While labels touting “gluten-free” ingredients are on nearly every grocery store shelf, did you know that the amount of people who are sensitive to gluten is actually very small? In fact, it’s estimated that only 1% of the U.S. population is impacted by celiac disease and around 10% have a poor reaction to it which is referred to as non-celiac gluten intolerance or simply gluten sensitivity.
So why does it seem like every product we see is shouting loud and clear that they are gluten-free? Well, marketers are tricky and have a way of jumping on board with the latest fad. Many of us aren’t actually sensitive to gluten at all yet we have a bad association with it in our minds and if given the option between a product containing gluten and the same gluten free, we are more apt to go with the gluten free one.
Those who are suffering from celiac disease however will gladly voice their praise for clear labeling. For the nearly two to three million Americans impacted by this disease, eating gluten, or even coming into contact with a utensil that has touched gluten, can be enough to set off a chain reaction of stomach issues, resulting in permanent damage to the small intestine.
So what exactly is gluten?
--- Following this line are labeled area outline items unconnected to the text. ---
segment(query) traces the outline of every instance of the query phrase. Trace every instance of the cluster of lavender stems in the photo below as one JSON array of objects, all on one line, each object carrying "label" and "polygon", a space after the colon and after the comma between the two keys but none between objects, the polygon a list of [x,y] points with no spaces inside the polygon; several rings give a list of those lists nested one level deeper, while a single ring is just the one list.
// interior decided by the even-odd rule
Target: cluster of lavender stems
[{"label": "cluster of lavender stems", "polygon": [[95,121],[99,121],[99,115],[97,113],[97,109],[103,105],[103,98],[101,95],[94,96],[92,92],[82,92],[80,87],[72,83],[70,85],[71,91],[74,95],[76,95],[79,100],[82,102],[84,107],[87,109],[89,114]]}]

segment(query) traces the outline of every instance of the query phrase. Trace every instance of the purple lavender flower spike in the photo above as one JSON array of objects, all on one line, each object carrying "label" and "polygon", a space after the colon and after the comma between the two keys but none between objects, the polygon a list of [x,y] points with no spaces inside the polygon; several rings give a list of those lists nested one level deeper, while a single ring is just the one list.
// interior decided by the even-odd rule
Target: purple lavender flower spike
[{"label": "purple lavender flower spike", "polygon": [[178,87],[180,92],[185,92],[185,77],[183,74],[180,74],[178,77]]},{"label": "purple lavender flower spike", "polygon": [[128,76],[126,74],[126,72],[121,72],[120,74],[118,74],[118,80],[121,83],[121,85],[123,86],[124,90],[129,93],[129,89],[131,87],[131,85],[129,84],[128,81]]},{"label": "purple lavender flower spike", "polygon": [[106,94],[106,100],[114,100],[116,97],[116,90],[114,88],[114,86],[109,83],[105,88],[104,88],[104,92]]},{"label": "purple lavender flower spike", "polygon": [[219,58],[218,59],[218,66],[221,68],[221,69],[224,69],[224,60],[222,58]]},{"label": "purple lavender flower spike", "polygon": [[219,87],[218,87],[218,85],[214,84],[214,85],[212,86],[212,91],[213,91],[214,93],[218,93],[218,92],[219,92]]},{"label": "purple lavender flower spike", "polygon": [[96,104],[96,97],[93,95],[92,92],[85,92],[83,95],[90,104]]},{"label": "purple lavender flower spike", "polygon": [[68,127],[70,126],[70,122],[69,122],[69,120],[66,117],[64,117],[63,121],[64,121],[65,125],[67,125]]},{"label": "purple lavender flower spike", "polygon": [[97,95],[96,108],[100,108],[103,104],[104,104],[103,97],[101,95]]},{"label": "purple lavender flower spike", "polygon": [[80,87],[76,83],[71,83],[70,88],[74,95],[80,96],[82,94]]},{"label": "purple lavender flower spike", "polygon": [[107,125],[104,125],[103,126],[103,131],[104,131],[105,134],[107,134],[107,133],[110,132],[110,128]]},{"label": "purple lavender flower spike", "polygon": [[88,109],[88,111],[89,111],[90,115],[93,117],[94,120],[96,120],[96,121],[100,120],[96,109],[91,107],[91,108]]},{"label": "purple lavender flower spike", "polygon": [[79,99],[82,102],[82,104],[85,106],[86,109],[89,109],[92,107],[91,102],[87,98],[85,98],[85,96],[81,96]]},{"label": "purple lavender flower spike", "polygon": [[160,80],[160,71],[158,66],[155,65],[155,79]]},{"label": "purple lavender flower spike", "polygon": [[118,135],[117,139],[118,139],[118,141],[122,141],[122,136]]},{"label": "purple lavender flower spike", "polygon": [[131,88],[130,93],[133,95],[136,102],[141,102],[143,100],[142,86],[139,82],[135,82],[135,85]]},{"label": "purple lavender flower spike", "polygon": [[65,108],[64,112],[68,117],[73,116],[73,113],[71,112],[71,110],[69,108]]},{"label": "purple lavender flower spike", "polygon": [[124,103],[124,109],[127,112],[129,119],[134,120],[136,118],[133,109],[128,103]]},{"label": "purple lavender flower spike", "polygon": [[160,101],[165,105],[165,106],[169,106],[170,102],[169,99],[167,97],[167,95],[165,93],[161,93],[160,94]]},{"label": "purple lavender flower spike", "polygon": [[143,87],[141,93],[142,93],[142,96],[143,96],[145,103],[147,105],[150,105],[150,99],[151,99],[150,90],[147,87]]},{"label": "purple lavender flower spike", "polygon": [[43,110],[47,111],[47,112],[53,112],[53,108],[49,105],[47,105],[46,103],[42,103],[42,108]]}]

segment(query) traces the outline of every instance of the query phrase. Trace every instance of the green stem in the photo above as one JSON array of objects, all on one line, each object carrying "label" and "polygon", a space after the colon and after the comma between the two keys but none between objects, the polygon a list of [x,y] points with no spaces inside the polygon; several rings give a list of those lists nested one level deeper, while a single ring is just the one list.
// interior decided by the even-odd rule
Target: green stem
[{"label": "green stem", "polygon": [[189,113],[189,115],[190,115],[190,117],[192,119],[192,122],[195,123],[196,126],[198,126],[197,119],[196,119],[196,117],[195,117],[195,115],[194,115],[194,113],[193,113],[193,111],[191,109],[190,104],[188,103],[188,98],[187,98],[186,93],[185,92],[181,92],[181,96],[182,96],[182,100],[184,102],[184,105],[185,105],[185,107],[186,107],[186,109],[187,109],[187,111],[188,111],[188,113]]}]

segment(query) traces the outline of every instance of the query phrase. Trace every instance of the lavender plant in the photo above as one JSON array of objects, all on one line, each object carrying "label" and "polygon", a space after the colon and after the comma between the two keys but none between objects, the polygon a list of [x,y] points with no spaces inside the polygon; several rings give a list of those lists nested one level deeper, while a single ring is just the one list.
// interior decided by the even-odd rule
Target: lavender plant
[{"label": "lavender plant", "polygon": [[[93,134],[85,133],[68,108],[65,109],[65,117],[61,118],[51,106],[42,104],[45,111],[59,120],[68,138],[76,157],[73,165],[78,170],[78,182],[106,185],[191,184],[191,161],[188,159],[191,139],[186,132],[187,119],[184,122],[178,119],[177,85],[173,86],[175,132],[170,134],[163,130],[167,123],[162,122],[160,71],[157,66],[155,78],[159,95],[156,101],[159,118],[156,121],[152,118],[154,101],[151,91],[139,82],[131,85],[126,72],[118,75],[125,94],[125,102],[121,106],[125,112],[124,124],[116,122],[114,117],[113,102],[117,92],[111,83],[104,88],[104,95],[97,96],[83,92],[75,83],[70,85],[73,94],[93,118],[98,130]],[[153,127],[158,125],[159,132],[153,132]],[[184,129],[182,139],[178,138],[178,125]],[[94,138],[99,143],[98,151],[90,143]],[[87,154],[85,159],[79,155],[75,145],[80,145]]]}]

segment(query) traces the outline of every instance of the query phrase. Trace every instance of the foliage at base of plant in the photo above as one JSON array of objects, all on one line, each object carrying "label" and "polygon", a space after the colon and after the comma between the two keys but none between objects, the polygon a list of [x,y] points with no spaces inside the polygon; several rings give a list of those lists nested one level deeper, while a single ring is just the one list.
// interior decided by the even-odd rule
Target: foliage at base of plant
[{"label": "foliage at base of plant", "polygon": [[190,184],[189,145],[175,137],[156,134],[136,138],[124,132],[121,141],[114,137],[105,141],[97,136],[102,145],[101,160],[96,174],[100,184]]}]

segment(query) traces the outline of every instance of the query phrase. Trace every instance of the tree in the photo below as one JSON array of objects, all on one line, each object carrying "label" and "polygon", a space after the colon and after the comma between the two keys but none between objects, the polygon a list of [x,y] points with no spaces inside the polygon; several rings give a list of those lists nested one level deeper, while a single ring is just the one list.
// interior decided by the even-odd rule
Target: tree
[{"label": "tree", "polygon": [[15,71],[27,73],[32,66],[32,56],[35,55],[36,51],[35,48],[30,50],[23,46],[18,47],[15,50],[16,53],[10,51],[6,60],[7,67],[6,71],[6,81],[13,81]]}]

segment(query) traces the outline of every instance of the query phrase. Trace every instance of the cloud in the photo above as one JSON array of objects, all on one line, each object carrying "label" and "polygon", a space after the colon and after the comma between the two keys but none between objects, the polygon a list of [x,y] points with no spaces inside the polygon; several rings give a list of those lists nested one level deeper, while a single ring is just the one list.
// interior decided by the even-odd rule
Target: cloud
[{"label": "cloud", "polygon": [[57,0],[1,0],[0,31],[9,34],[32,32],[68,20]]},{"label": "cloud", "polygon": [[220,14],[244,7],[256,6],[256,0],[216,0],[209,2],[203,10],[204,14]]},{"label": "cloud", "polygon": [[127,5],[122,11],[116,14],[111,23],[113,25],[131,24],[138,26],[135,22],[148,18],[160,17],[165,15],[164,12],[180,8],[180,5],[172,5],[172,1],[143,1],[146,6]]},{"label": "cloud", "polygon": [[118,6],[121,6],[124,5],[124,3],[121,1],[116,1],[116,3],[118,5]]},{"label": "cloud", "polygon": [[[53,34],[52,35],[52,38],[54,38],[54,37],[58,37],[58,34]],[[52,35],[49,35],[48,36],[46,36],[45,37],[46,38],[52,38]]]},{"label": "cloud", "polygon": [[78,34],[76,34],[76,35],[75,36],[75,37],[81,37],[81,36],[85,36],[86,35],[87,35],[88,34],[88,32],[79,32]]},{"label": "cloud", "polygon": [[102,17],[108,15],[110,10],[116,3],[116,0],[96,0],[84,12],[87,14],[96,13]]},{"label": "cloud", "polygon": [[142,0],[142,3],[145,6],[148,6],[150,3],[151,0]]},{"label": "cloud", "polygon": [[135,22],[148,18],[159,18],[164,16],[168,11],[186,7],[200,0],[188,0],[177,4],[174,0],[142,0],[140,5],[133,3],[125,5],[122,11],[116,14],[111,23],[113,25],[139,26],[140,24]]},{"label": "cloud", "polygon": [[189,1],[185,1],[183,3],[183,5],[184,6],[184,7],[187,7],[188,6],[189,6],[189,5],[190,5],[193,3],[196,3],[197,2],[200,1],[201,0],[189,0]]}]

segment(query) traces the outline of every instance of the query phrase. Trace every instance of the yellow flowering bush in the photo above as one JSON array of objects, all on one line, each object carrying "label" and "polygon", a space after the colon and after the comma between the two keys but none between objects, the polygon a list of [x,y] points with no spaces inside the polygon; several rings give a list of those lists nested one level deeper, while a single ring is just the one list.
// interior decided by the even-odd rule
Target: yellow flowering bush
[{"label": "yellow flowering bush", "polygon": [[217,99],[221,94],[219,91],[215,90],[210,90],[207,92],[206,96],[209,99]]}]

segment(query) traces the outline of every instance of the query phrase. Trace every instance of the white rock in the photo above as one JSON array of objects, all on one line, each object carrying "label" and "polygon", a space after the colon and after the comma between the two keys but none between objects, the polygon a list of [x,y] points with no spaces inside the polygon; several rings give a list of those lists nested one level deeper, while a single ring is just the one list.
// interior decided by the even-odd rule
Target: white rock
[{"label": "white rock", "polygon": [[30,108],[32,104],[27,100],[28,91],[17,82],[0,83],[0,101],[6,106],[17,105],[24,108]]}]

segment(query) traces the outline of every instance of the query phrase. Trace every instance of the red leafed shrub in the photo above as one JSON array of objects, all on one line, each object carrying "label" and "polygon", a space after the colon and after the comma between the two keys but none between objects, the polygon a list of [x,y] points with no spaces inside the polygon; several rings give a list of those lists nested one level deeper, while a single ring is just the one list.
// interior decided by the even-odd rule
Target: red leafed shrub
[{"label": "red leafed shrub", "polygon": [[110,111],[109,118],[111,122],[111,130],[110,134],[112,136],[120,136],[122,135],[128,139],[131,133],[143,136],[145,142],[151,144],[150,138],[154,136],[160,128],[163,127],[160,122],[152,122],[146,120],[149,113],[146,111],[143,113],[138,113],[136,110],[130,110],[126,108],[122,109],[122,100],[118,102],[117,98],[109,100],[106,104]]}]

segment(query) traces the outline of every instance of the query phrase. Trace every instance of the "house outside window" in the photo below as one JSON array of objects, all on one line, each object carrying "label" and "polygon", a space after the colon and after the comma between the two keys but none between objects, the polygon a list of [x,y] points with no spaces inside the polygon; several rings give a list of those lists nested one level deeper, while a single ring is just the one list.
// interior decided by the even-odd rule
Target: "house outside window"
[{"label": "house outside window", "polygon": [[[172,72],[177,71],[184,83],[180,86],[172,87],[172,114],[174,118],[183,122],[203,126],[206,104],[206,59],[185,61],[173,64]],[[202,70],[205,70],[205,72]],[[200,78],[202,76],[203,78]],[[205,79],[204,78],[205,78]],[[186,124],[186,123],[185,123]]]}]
It’s a type of protein that is used often to improve the texture of dough in food products. It’s found in wheat, rye, triticale (which is a cross of wheat and rye) and barley.
So if you are one of the nearly 93% of the people who don’t have a reaction to gluten, is there any benefit to saying buh-bye to all those gluten filled products? As a TIME article reported on the subject, “Many anti-gluties will surely tell you they feel better, fitter, more energetic…” It’s believed however that going gluten-free tends to have a placebo affect like so many food fads that have come and gone before.
Bottom line: Unless you have a specific gluten allergy or celiac disease, most experts agree there is no reason to avoid eating gluten.